Vacuum DB in Postgres Vs similar concept in other RDBMS

Started by Harpreet Dhaliwalalmost 19 years ago12 messagesgeneral
Jump to latest
#1Harpreet Dhaliwal
harpreet.dhaliwal01@gmail.com

Hi,

I was wondering if Vacuum DB concept in Postgres is really novel and there's
no concept like this in other RDBMS like oracle or sql server.
If at all other RDBMS have such a concept implemented, how good or bad it is
as compared to postgres's vacuum db concept.

Any type of pointers would be highly appreciated.

Thanks,
~Harpreet

#2Alexander Staubo
alex@purefiction.net
In reply to: Harpreet Dhaliwal (#1)
Re: Vacuum DB in Postgres Vs similar concept in other RDBMS

On 5/23/07, Harpreet Dhaliwal <harpreet.dhaliwal01@gmail.com> wrote:

I was wondering if Vacuum DB concept in Postgres is really novel and there's
no concept like this in other RDBMS like oracle or sql server.
If at all other RDBMS have such a concept implemented, how good or bad it is
as compared to postgres's vacuum db concept.
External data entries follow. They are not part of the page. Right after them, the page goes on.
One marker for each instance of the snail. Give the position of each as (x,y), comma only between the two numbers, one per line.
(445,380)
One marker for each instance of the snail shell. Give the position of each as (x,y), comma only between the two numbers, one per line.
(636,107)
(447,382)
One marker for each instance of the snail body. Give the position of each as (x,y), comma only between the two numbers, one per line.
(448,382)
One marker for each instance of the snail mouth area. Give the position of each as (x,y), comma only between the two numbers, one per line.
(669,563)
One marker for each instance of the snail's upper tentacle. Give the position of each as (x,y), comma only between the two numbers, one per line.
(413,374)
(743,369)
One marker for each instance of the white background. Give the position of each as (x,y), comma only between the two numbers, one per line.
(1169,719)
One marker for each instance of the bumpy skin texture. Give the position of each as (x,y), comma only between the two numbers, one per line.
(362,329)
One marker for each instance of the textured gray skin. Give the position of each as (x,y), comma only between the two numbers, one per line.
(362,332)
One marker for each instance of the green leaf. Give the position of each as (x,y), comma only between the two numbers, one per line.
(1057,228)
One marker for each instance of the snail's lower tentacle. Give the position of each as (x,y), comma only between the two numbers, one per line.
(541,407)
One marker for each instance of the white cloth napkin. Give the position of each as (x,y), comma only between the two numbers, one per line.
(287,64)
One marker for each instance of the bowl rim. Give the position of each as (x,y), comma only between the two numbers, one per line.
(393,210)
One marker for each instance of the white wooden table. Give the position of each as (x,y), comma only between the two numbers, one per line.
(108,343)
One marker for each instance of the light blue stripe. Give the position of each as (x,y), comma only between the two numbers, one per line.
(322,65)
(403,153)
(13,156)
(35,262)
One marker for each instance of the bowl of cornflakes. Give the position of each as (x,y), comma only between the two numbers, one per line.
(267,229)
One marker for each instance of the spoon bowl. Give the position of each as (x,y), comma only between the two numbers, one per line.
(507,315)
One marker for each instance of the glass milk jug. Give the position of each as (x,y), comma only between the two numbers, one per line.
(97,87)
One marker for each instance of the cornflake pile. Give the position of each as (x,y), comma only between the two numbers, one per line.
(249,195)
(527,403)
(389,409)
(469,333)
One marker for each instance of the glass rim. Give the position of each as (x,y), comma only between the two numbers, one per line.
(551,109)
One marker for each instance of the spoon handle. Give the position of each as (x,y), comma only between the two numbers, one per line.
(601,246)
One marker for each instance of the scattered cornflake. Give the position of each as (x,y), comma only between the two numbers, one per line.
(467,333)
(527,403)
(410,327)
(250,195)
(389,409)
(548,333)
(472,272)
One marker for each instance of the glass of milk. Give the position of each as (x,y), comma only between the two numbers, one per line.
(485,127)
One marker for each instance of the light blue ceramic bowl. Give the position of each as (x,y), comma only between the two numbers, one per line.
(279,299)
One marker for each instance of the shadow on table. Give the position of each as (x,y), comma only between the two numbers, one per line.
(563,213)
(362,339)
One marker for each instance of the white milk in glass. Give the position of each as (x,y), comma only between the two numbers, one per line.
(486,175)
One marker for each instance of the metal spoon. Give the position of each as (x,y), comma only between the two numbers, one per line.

As we told you the last time you asked
(http://archives.postgresql.org/pgsql-general/2007-05/msg00074.php),
the concept of vacuuming is not unique to PostgreSQL by far. It is an
inherent facet of MVCC.

Other databases that implement MVCC, or implement an MVCC-like system
that requires garbage collection, include Oracle, SQLite, Firebird and
its parent project InterBase. Wikipedia has a decent article on MVCC:

http://en.wikipedia.org/wiki/Multiversion_concurrency_control

Alexander.

#3André Volpato
andre.volpato@ecomtecnologia.com.br
In reply to: Alexander Staubo (#2)
Remove query results from cache

Hello,

Is there any way to remove the results of certain query, from the memory
cache ?
I´m doing some performance tests, and I need the planner to make his
work every time I run the statements, without changing them.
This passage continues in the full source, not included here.